Dienstag, 12. Mai 2015

Als einzige dreisprachige Universität in Südosteuropa war die Babeş-Bolyai-Universität in Klausenburg ein idealer Ort um über Minderheitenpolitik zu diskutieren.

Minderheiten wird gelegentlich nachgesagt, sie seien gesellschaftlichem Wandel gegenüber wenig aufgeschlossen, und sie tendierten zu Isolation und Konservatisismus. Auf der anderen Seite können Minderheiten auch dafür sorgen, dass sich eine Mehrheitsgesellschaft verändert und gar Werte der Minderheit aufnimmt.

Um den Zusammenhang zwischen „Minderheitenpolitik und Wertewandel“ zu debattieren, trafen sich am 28. April Wissenschaftler, Studierende und weitere Gäste an der Babeş-Bolyai-Universität Klausenburg/Cluj-Napoca zu einer dreitägigen Konferenz. Die Tagung wurde in Kooperation des Instituts für deutschsprachige Lehre und Forschung und der Fakultät für europäische Studien der Babeş-Bolyai-Universität sowie der Deutschen Gesellschaft e.V. Berlin und dem deutschen Konsulat in Hermannstadt organisiert.

Zwölf Vorträge von Wissenschaftlern aus Rumänien, Ungarn und Deutschland wurden gehalten und von etwa 35 Tagungsteilnehmern intensiv diskutiert. Im Folgenden können nur einige Schlaglichter auf die ganze inhaltliche Fülle der debattierten Themen gegeben werden.

Die Konferenz begann mit Grußworten von Repräsentanten der Universitätsleitung und der Deutschen Gesellschaft. Der Dekan der Fakultät für Europastudien, Prof. Dr. Nicolae Păun, hob in seinem Grußwort hervor, in Zeiten des um sich greifenden Nationalismus und der Fremdenfeindlichkeit in Europa, wie wir sie derzeit erlebten, könne von Rumänien ein „kraftvolles Signal an seine Nachbarn“ ausgehen.

Denn Rumänien und speziell Siebenbürgen sei ein idealer Ort, um die Möglichkeiten kulturellen und religiösen Miteinanders zu illustrieren. Klausenburg mit seiner dreisprachigen Universität eigne sich als Tagungsort für das aufgegebene Thema in besonderer Weise. Auch die deutsche Konsulin in Hermannstadt, Judith Urban, hob die interkulturelle Qualität Siebenbürgens in ihrer Einleitung hervor.

Im Anschluss gab der Politikwissenschaftler Dr. Christoph Schnellenbach aus München einen Überblick über den Zusammenhang zwischen der EU-Erweiterung und Minderheitenpolitik in Ostmitteleuropa. Er machte dabei deutlich, wie der Minderheitenschutz überhaupt erst durch den Erweiterungsprozess in die Perspektive der EU geriet. Die Situation von Minderheiten in Rumänien sei, zumindest rechtlich, nicht die schlechteste im Vergleich mit anderen EU-Mitgliedern. Minderheitenschutz sei hierzulan-de sehr stark im Rechtssystem verankert.

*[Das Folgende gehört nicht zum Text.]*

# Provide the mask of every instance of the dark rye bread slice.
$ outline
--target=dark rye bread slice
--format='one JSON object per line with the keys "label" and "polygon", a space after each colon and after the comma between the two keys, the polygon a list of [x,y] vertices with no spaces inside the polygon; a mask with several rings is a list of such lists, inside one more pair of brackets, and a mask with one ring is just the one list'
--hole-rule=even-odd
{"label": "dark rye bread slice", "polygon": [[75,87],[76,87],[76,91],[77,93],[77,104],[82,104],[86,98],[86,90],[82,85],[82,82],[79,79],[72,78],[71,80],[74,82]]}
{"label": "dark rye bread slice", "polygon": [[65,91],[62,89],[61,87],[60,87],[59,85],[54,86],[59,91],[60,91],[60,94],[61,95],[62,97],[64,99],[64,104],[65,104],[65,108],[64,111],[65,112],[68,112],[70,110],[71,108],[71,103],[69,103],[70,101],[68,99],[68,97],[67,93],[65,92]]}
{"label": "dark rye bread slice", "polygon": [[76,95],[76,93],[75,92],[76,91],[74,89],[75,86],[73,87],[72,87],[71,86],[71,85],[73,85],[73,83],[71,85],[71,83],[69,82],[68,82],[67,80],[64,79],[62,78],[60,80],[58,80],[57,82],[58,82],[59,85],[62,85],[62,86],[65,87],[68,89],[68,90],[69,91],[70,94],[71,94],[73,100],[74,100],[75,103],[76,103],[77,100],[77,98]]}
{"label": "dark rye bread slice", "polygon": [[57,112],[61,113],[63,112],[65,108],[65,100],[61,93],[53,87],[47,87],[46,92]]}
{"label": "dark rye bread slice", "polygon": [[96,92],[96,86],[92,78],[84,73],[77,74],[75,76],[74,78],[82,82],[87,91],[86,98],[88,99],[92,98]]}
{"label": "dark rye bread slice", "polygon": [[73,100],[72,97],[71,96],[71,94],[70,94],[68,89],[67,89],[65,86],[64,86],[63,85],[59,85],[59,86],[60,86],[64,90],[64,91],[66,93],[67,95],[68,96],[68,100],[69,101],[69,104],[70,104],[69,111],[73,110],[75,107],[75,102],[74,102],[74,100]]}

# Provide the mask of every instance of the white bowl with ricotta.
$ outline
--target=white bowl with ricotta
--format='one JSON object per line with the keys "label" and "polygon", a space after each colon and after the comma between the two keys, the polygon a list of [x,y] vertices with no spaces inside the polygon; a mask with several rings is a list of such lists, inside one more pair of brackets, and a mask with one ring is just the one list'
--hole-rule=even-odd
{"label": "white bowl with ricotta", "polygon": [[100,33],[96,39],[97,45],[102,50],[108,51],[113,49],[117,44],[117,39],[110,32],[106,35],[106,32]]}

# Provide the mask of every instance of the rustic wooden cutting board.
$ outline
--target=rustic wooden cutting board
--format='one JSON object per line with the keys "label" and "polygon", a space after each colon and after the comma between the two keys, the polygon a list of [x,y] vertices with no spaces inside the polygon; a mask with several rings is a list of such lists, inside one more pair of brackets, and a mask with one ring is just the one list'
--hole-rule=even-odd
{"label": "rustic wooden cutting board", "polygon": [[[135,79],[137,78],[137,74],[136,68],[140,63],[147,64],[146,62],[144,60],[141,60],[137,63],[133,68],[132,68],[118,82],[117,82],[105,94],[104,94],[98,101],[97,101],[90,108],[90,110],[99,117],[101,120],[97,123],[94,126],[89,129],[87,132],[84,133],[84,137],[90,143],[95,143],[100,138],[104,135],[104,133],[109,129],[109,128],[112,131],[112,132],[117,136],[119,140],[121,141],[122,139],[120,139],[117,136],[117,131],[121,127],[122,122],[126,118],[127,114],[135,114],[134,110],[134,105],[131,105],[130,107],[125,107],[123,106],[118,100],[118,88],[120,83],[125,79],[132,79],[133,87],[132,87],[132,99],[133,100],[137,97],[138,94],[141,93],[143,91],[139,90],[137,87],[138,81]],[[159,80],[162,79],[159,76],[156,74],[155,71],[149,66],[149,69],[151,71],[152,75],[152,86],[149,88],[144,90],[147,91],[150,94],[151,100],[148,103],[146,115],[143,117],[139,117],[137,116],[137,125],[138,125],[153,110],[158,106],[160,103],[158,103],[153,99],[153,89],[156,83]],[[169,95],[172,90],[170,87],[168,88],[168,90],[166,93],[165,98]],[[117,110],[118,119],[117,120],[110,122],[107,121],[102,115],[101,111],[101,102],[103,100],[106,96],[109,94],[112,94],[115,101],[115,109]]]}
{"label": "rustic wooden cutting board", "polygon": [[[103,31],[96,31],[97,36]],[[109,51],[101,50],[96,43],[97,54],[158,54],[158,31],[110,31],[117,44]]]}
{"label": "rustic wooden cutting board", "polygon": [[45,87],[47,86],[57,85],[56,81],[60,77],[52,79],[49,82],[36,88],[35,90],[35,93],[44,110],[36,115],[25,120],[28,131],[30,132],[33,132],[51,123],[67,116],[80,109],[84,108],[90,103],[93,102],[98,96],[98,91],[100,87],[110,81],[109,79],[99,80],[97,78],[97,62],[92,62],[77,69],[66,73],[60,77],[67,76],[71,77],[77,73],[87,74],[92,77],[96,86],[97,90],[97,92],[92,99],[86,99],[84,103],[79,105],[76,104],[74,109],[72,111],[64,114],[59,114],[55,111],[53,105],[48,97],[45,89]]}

Bevor es die Gelegenheit zur Aussprache mit den Vortragenden gab, zeigte Christel Ungar-Ţopescu, die Moderatorin des ersten Tages, ein kürzlich aufgezeichnetes Interview, das sie mit Staatspräsident Klaus Johannis geführt hat. Johannis sprach über seine politische Biografie seit 1989, seine für ihn – und viele andere – überraschende Wahl zum Hermannstädter Bürgermeister im Jahr 2000 sowie über seine Bewertung der aktuellen Situation der deutschen Minderheit in Rumänien. Der Präsident bezeichnete dabei die „positive Diskriminierung der Minderheiten als wertvolles Gut in Rumänien“. Die deutsche Minderheit habe eine Brückenfunktion zwischen Rumänien und Deutschland, die inzwi-schen aber auch der wachsenden Minderheit der Rumänen in Deutschland zukomme. Auf die Frage Ungar-Ţopescus nach der Zukunftsperspektive der deutschen Minderheit antwortet Johannis: „Ich glaube durchaus an die Zukunft der deutschen Minderheit in Rumänien“.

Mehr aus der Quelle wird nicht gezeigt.